Muttergottes! Was hegte sie nur für bösartige Gedanken? Wogen ihre Sünden nicht schon schwer genug? Seufzend schob sie den Riegel wieder zurück und trat auf den Söller hinaus.

Wie ein Adlerhorst thronte die Isenburg auf einem Bergsporn hoch über dem Eisbachtal und gab den Blick weit nach Osten, Süden und Westen frei.

Schon lange vor seiner Wahl zum König hatte Kaiser Konrad das wehrhafte Gemäuer erbauen lassen und die Burg mit den umliegenden Ländereien anlässlich seiner Krönung vor vier Jahren seinem getreuen Vasallen Agino zu Lehen gegeben. Noch im selben Jahr war Odarike mit dem neuen Burgherrn vermählt worden. Da ihr Gatte hoch in Kaiser Konrads Gunst stand und noch andere Lehen im Wormsgau, Nahegau und Lahngau besaß, hatte Odarike die Isenburg vor einem halben Jahr zum ersten Mal betreten.

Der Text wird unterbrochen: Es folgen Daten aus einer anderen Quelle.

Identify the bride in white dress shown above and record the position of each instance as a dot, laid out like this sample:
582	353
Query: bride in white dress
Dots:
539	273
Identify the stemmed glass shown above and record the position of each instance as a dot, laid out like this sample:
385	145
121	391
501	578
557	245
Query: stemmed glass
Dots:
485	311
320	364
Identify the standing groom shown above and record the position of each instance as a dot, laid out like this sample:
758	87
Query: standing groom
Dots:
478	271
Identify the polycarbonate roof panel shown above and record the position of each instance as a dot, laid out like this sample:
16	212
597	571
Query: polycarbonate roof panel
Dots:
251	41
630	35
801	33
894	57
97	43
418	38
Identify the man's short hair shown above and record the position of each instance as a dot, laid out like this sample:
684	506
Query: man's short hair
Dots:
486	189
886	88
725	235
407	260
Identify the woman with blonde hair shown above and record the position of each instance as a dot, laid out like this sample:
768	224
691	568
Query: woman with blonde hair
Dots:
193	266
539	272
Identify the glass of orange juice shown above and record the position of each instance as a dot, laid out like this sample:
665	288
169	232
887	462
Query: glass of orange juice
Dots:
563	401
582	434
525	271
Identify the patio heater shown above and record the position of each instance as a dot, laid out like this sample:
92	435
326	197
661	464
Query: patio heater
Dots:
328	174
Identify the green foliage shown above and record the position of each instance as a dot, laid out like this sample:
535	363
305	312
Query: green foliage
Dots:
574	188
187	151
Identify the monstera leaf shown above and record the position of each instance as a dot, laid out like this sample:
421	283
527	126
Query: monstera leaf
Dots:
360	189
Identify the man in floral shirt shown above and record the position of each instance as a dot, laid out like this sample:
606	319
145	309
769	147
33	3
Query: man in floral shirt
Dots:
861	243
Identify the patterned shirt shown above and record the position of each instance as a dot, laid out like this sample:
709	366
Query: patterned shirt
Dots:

Obwohl der scharfe Märzwind sie frösteln ließ und ihr das Haar ins Gesicht schlug, blieb Odarike nach nur wenigen Schritten stehen, angezogen von dem Anblick, den ihr die bedächtig herauf ziehende Dämmerung darbot.

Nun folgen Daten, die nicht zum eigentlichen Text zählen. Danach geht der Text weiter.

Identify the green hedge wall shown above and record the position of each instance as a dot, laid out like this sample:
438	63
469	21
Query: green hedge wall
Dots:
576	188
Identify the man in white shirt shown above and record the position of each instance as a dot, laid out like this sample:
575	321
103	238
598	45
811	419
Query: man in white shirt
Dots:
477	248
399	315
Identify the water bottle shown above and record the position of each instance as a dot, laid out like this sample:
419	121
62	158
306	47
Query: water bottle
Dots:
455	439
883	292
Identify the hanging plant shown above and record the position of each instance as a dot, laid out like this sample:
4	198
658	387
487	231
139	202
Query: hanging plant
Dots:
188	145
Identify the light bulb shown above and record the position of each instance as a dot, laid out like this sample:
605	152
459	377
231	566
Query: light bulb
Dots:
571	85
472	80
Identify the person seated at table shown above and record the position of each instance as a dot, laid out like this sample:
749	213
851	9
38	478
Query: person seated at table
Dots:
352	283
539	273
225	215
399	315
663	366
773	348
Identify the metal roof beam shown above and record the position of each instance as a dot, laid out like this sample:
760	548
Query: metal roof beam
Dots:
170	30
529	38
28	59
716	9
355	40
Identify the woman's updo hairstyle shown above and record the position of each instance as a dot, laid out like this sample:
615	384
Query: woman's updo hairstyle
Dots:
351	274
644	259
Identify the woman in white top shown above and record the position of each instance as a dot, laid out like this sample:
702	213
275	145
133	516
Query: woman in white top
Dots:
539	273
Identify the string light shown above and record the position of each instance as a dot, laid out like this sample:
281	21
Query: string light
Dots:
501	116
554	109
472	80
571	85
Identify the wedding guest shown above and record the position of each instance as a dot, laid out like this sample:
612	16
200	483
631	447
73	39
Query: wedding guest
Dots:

Im Osten zu ihrer Linken erhellte ein Hauch von Blau das dunkle Band der sanften Hügel und Wälder, während sich das bewaldete Bergland im Westen noch kaum von der Schwärze der Nacht abhob.

Unterhalb des Söllers lag der ummauerte Burghof, und hinter der Wehrmauer fiel der Hang steil nach Süden hin ins Eisbachtal ab. Hier ließen der Wind und das zögerliche Dämmerlicht die Wipfel der Bäume zu gespenstisch tanzenden Schatten werden und die Wiesen, die Felder, das Dorf zu Füßen der Burg und die vereinzelten, fernab gelegenen Gehöfte wie von der Hand Gottes ausgestreute Tintenkleckse erscheinen. -

Allmählich kroch der frostige Wind unter Odarikes wollenes Gewand und schien sich wie eine eisige Hand auf ihre Haut zu legen. Dennoch folgte ihr Blick wie gebannt dem blassen Licht am Himmel, das sich so unmerklich ausbreitete, als wolle der Allmächtige ihre Augen narren.

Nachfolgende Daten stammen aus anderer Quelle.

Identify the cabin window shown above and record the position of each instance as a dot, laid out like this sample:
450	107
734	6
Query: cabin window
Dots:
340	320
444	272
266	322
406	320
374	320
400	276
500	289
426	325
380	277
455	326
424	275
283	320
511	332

Als Odarike sich endlich auf ihr eigentliches Vorhaben besann und sich widerstrebend von dem Anblick löste, war die Sonne noch nicht aufgegangen. Aber ihr Vorbote – ein zartes Morgenrot – berührte die Baumkronen auf den Hügeln zu ihrer Linken und überzog die dem Osten zugewandte Seite des Bergfrieds mit einem rosenfarbenen Schimmer, sodass die Dunkelheit hinter dem Turm im Westen umso schwärzer wirkte.

Auf dem Burghof unter ihr herrschte noch friedliche Stille, und kein Laut morgendlicher Geschäftigkeit war hinter den Mauern der Burg zu hören. Doch unten im Tal erhellte das Morgenlicht schon die Hütten im Dorf und schien wie rotgoldene Flammen an den Holzfassaden emporzuzüngeln. Hie und da stieg Rauch über den strohgedeckten Dächern auf, und ein fernes, gedämpftes Geräusch von Eisen auf Eisen verriet ihr, dass der Dorfschmied bereits mit seiner Arbeit begonnen hatte.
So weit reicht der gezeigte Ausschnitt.